Confronted with the same problems, the Bureau of Land Management has need for similar research information. It has not as yet engaged extensively in research but has depended upon information flowing from the experiment stations of the Forest Service. This is as it should be but the rivalry for advancement and showing, characteristic of Government agencies, is an invitation that may well prove exceedingly and unnecessarily costly.

F. It is a well-known fact that there has been long standing jurisdictional rivalry between the two departments. This rivalry naturally extends to the acquirement of appropriations for specific lines of work. It is natural that each department should stress aggressively the importance of its own activities without always weighing the over-all needs of the public land resources as a whole. This is confusing to Congress in putting first needs first and in providing adequate supporting appropriations. Thus an unbalanced state of operating funds as between the two agencies may result.

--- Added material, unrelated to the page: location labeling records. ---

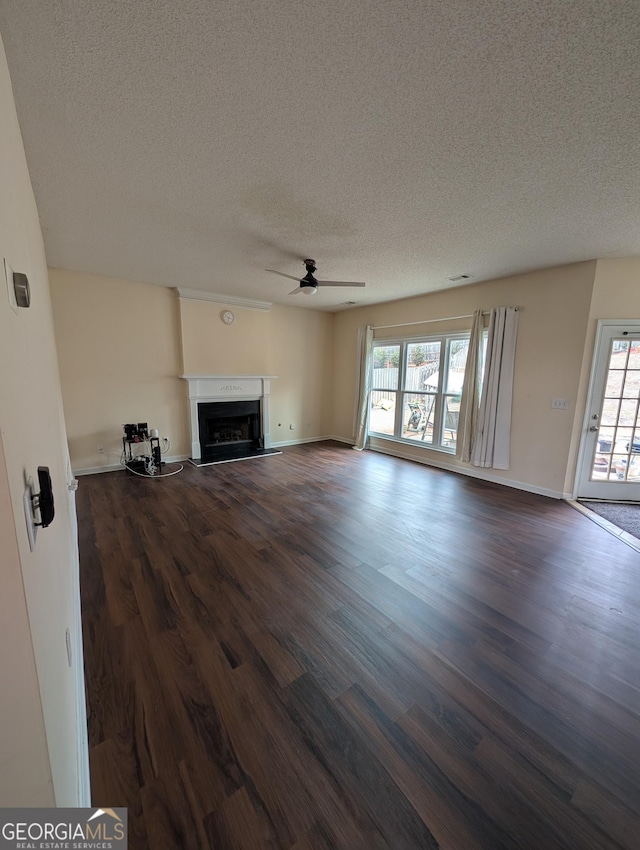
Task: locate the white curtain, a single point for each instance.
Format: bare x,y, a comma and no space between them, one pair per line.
492,438
365,348
470,402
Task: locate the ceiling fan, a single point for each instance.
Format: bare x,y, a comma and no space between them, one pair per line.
308,284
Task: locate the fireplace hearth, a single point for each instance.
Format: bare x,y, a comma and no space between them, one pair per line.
229,417
229,429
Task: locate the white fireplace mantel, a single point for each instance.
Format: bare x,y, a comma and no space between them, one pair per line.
205,388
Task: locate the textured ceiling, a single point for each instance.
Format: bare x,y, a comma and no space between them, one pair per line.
400,142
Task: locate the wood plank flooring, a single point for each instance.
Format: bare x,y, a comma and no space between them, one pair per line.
332,649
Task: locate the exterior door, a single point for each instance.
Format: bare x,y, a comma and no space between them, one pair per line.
609,466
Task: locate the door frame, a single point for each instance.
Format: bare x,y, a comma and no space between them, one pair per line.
602,327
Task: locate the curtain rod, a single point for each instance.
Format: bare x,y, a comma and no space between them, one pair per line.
429,321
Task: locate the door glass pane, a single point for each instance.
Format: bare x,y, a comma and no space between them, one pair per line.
631,384
423,363
614,384
417,417
619,352
628,411
383,412
458,350
616,457
450,424
634,354
386,362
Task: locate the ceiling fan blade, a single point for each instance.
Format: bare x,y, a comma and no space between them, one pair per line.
282,274
340,283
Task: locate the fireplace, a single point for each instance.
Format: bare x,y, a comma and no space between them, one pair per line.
229,417
229,429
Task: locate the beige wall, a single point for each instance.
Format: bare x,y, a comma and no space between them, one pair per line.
291,343
301,356
122,347
120,358
212,348
38,731
616,295
554,314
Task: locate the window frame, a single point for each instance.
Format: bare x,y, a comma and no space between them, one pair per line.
401,391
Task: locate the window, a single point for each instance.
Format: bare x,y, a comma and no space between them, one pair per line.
416,390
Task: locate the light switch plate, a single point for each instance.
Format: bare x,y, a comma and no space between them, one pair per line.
28,513
8,276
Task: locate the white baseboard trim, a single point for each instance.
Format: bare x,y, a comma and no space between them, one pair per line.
483,475
114,467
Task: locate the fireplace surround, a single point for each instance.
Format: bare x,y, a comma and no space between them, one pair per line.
229,417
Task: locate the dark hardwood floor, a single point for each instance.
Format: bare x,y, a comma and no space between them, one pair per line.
331,649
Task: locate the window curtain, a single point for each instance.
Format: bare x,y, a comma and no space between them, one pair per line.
470,402
492,438
365,348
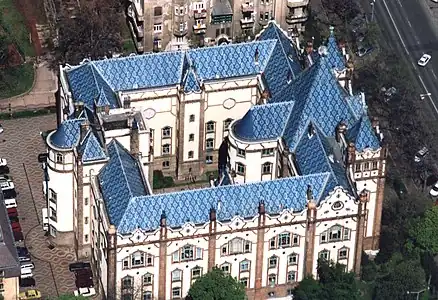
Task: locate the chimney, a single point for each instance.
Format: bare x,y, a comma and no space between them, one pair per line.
83,130
134,136
351,153
212,214
262,207
163,219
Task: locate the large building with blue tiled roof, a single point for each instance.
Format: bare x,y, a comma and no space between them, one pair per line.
301,167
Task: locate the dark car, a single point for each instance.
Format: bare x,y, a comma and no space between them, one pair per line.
12,212
18,236
9,194
79,266
4,170
27,282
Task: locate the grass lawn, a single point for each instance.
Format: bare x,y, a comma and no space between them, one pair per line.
17,80
14,25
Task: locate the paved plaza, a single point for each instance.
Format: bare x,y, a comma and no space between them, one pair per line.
20,144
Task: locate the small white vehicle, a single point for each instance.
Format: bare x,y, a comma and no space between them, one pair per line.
424,60
85,292
26,273
434,190
3,162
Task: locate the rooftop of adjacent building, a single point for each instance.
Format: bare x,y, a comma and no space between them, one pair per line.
9,263
303,110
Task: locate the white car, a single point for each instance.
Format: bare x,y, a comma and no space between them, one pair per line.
424,60
434,190
3,162
85,292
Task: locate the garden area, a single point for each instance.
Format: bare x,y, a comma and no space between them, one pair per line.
16,74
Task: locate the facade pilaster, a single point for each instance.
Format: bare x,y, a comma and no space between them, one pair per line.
212,240
112,263
162,258
260,251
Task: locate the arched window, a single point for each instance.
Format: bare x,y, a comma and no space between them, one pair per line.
59,158
166,132
240,169
267,168
176,275
209,127
148,279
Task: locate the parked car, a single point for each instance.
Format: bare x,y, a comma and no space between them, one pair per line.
422,62
85,292
9,194
73,267
26,273
4,170
27,265
12,212
422,153
18,236
3,162
27,282
434,190
30,294
362,51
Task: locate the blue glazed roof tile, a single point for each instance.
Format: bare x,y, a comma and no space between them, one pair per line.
67,135
363,135
120,180
263,122
191,83
334,55
91,148
234,60
142,71
193,206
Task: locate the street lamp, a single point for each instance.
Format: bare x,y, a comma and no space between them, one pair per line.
372,10
422,96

G. Groups seeking special privileges in the use of public lands and their resources are historically quick to seize opportunities to accomplish their ends. A striking example of how the present two-agency administration of public forest and range lands provides such opportunities is the recent and still current effort of western stockmen to obtain a reduction of grazing fees on the national forests. When upon passage of the Taylor Grazing Act the grazing districts of the unreserved public range were established, the Secretary of the Interior formulated and put into effect more liberal grazing regulations and much lower grazing fees than those prevailing on the national forests. Ever since, the stockmen have used these more liberal grazing fees and requirements in an effort to bring about a liberalization of grazing regulations and a reduction of grazing fees on the national forests.